Ashley James: Pre-pandemic, I leaned towards a uniform style: I’d go to the office in trousers, a heeled loafer, a button-down, and my glasses, and that would feel really good to me. I thought that I'd be the person that would kind of backslide into not turning on video during the Zoom call, but I actually still love getting dressed in the morning. I'm usually drawn to muted colors, organic shapes, and I’m very big on texture. I've been in New York for a very long time and there’s that historical art stereotype—wearing all black in a completely A-line silhouette and then a severe boot or something like that, black rim glasses, and your hair is either a super blunt cut or pulled back. But there's this Californian in me that won't let myself get too severe.
MC: Are you a fan of artworks with those same qualities: muted, organic, textured?
AJ: Probably in ways that I don't even want to admit. It actually comes back to kind of why I came to the Guggenheim. I love conceptual art and I love minimalism. There's something about the cleanness of that and the pulled-backness of it that really interests me. I think on this level, a minimal kind of style would also define me.
When I was at MoMa, I was in the Drawings and Prints Department. It was there that I also learned that I have a real love and openness for expressive, colorful paintings, too. There's that side of me that I think I've cracked open in myself, and I'm sure it's kind of making my way into my style. The aspirational designers that I love are Rachel Comey, The Row, Celine, and Acne Studios. I also really love what Aurora James is doing with Brother Vellies.

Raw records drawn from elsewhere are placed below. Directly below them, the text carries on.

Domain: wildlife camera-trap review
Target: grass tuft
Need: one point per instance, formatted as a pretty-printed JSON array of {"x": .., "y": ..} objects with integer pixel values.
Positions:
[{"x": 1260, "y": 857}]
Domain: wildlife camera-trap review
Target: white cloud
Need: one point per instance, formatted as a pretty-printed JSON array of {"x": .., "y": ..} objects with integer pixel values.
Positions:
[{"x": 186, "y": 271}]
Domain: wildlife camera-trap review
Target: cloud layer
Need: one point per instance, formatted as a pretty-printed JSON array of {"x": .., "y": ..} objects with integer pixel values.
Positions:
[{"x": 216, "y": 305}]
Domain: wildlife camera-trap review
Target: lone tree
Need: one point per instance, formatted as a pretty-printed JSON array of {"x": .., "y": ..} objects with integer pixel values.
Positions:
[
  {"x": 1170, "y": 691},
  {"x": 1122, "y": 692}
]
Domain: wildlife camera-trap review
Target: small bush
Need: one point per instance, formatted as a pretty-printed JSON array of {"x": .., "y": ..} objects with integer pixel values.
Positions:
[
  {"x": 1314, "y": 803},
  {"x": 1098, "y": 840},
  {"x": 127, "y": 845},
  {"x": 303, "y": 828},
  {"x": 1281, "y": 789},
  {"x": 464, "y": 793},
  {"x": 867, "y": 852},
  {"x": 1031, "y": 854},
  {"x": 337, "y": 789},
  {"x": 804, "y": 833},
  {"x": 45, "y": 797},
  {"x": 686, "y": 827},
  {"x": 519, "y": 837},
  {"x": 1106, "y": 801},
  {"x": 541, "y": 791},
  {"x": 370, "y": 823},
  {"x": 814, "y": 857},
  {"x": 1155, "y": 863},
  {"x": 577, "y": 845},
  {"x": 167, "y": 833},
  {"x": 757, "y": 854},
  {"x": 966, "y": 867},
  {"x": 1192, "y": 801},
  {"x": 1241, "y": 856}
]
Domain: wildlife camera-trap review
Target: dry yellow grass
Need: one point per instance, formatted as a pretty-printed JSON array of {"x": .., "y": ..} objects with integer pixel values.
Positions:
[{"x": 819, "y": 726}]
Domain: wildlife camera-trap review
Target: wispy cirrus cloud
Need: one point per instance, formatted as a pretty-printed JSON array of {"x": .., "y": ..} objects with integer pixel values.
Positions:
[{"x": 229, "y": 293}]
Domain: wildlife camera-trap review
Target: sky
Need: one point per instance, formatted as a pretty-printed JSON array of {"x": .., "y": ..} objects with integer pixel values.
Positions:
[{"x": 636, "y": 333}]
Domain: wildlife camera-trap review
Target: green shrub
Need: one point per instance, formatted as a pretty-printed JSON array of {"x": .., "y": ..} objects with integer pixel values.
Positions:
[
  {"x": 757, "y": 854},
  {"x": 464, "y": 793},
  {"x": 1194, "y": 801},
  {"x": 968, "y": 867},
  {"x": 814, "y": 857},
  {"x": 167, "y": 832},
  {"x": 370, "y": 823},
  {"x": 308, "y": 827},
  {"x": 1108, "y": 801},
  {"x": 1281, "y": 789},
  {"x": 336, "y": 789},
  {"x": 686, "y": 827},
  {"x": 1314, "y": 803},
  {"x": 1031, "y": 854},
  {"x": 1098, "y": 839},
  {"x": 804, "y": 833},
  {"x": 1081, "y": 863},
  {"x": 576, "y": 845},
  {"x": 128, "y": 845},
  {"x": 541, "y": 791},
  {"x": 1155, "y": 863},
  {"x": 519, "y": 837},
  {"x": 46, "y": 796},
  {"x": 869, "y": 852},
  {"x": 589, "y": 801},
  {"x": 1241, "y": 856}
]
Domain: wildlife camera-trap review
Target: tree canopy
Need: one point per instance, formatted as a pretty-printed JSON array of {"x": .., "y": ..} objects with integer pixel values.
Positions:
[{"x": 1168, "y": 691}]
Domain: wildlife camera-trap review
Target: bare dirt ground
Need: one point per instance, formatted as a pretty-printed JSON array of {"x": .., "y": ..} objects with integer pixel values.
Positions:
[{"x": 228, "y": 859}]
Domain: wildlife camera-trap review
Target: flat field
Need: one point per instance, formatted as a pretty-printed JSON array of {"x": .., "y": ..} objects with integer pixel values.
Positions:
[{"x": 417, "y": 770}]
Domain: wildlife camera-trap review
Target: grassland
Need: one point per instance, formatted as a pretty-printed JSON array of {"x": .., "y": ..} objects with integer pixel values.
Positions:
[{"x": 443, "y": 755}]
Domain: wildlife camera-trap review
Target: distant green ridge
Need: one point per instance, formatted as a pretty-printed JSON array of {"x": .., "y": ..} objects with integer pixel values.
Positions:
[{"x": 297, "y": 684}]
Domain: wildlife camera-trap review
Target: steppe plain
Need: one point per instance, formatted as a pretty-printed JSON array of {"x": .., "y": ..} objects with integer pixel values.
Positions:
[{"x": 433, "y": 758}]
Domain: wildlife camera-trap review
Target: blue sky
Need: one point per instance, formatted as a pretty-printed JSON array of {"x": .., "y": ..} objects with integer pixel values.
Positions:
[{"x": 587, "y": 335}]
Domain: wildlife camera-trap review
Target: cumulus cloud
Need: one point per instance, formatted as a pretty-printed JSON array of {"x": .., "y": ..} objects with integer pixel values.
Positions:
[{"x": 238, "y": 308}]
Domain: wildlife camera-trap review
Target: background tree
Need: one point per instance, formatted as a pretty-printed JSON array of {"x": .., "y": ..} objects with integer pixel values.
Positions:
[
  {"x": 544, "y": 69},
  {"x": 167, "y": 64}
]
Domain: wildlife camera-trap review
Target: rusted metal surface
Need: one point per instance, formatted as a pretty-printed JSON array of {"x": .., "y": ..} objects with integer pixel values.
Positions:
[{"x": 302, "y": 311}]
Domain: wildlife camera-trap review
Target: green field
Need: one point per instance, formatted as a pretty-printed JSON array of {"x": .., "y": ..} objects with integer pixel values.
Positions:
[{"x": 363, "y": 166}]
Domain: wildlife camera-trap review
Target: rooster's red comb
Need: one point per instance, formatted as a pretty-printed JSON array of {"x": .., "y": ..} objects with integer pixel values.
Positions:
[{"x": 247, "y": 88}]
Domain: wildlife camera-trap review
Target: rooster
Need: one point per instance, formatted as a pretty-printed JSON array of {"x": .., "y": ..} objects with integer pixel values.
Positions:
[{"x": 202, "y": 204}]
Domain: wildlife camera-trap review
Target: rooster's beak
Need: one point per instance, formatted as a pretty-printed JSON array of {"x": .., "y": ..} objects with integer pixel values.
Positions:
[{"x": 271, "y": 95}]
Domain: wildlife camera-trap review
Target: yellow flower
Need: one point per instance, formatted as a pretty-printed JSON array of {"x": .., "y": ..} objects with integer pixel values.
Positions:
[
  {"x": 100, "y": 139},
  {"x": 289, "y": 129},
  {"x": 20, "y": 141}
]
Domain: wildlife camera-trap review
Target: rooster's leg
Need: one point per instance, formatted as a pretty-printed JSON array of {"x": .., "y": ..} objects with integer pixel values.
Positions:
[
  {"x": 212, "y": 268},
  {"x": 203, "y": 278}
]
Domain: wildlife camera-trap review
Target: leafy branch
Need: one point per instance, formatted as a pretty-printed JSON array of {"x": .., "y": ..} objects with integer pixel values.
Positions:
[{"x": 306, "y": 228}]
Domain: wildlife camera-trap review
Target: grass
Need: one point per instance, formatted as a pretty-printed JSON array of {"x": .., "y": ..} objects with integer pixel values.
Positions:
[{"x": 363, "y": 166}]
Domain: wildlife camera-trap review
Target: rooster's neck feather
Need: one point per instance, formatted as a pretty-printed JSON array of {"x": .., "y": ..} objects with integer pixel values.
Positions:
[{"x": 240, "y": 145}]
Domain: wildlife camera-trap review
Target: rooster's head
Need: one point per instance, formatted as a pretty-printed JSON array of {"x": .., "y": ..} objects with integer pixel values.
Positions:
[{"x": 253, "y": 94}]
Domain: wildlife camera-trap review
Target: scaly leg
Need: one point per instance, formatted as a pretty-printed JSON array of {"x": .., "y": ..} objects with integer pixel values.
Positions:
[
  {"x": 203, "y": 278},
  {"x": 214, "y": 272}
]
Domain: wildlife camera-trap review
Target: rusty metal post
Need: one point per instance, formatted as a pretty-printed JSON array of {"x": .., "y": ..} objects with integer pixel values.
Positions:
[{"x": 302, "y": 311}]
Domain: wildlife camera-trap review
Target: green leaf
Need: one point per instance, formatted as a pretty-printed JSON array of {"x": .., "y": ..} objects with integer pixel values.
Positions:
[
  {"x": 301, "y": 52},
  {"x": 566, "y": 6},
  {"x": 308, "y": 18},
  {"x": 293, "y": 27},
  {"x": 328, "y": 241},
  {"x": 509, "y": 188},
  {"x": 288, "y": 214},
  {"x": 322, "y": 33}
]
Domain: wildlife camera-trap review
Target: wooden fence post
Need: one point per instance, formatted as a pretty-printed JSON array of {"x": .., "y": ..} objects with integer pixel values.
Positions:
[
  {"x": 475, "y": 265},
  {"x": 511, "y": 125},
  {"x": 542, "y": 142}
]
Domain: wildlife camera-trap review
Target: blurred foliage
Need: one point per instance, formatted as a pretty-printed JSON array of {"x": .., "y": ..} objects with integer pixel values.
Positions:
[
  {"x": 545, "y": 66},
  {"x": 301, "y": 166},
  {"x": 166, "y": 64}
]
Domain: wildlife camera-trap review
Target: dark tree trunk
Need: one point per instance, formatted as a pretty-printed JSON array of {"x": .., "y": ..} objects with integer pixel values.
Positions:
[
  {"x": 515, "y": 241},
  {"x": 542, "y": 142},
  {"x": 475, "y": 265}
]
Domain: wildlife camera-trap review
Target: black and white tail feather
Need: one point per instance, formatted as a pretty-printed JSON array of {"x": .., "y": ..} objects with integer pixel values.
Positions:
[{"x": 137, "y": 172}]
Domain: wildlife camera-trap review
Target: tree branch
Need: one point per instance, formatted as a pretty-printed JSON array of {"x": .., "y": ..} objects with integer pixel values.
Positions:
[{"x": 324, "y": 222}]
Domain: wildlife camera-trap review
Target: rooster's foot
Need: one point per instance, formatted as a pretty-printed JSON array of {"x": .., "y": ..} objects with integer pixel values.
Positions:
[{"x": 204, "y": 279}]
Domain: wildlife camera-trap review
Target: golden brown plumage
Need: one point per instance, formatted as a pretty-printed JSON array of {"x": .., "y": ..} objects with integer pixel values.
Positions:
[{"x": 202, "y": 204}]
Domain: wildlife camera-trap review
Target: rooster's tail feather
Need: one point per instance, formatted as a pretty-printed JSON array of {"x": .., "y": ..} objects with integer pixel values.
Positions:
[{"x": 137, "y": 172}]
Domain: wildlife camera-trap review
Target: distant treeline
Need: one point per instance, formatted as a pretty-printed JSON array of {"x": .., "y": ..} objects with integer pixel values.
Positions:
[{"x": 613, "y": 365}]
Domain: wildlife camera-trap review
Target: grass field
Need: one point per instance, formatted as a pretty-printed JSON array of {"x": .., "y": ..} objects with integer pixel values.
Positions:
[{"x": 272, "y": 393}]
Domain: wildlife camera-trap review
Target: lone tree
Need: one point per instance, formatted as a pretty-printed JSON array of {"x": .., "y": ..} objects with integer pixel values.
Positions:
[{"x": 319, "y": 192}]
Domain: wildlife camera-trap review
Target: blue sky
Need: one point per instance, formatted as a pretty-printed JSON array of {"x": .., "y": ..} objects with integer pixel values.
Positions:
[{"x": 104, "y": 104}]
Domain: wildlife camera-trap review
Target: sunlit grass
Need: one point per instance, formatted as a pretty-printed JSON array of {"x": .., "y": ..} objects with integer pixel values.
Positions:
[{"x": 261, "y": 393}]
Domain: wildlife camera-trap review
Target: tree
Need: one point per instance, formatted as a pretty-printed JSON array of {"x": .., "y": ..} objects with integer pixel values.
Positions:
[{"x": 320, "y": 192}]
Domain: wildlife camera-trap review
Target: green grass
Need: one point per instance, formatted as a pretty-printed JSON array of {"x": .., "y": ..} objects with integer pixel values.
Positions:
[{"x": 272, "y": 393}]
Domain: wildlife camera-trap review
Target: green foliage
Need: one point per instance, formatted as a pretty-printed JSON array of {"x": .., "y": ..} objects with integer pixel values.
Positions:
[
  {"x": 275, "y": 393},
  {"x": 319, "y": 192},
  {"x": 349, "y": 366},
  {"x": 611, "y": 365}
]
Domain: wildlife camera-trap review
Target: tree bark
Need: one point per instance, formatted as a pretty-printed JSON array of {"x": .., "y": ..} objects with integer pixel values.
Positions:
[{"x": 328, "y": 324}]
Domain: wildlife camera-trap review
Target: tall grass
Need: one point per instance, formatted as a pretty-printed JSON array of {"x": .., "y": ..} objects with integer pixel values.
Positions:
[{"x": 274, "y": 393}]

MC: What are your thoughts on the love affair between art and fashion?
AJ: Art is obviously a very fashionable space and there's a kind of permeability between those two worlds, especially on a social level that was especially recognizable when attending art openings and other art events pre-COVID. I also think there’s a more theoretical relationship between the two. I’ve had some interesting intersections with fashion just through the artists that I've worked with. When I was working on Soul of a Nation: Art in the Age of Black Power (an exhibition that originated at the Tate Museum in London and was presented by James at the Brooklyn Museum in 2018) one of the American artists and fashion designers featured, Jae Jarrell, designed made suits that were heavily influenced by politics—like wearable murals. The Brooklyn Museum now owns one of her Urban Wall Suits. I think that the two worlds do exist in a very clear way for some artists. That kind of has me thinking like, I wonder if I am really interested in the intersection of fashion and art on a historical level.
MC: What was the last fashion item you purchased for yourself?
AJ: Right before the lockdown I bought a couple of pieces from an artist I’ve worked with in the past, Eric Mack. He sources materials from various places he finds throughout the world and makes wearable pieces that are informed by painting practices. I bought a couple of pieces from his limited edition fashion line—a jacket and a button-down. I'm still kind of thinking about an opportunity when I can wear something that breaks me out of the muted color thing that I'm on. I also bought these cowboy calf printed boots that give way to pattern and something a little bit funky. In my mind, when I bought those, it was like, Oh yeah, I'll wear this at an opening or something like that. And of course that hasn't happened. So there's a lot of things just sitting in my closet that are kind of just waiting for their turn to see the light.